As individuality starts to blossom, we need to move progressively from discipline, especially unconscious discipline to genuine refinement of the emotions. An individual of high emotional development does not need external of even much internal discipline in order to behave in positive helpful ways. You can see that children are emotionally quite spontaneous until their parents start conditioning them!!! In adults, this is usually not the case. Very often, the older people grow, the more they become emotionally blocked and unable to express themselves from the heart. There are various reasons for the blockages: Worry, difficulties, criticism, tension can cause unpleasant reactions and blockages. One’s emotions are more likely to be blocked and one’s blocked emotions are more likely to be negative, if one does not have satisfactory communication with other people.
These are only a few examples, there are many. So this is a glimpse of the social background to the difficulty we sometimes experience in feeling and suppressing our emotions – a difficulty which can stop us from putting our hearts into the spiritual life as a result of it being blocked, wasted or too coarse.

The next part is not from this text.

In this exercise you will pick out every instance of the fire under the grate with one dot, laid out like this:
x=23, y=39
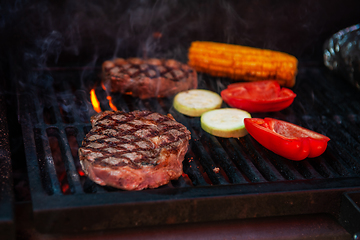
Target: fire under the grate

Suppose somebody is engaged in an undertaking which he knows he ought to be doing, but does not apply himself to it very well and makes a poor job of it. Don’t we usually say, “His heart is not in it??” In other words he is not emotionally involved. If there is no emotion, there is no energy, no drive and for that reason the work is not done well. Our thinking centre can only influence our action centre through the emotional centre.
Fortunately these emotional blockages can be removed. As a first step, we can develop greater self-knowledge. I certainly don’t like to think myself as emotionally blocked, but I am nowhere close to the Bhaktis whose unconditional love are legendary and I recognise that I do not fully express the emotional love/drive within myself. So this is why pujas are important in that pujas are concerned with refining emotional energies and removing emotional blocks when we are engaged in it with faith and devotion, as is meditation. That is why sometimes in midst of a meditation or puja or bhajans, we can start crying, laughing etc. it is the releasing of an emotional blockage and its a positive thing (contrary to what society thinks – again the conditioning!) Like you said, People who have gone on meditation retreats during which there are extended periods of silence experience feeling more alive. I know I did when I was silent for 2 weeks in retreat. This is partly because talking in itself takes effort ..a silent person avoids wasting energy on verbage!!!
Another way of overcoming blockages or refining emotional energies is through the arts, poetry, music, painting etc. This is the easiest and the most enjoyable and natural way or refining one’s energies.
In a nutshell, to me, Hinduism and Buddhism, as a practitioner, are gradual paths of inner transformations to enlightenment to discover our Buddha-nature, Christ-nature, Shiv-nature or Krishna-nature. Unfortunately due to our own karma, we need to keep purifying our negativities until we can reach that state….
I am only writing from my Gurus teachings, own experience and observations…I hope this gives your reader some insights to help her/him on his/her path to liberation/enlightenment.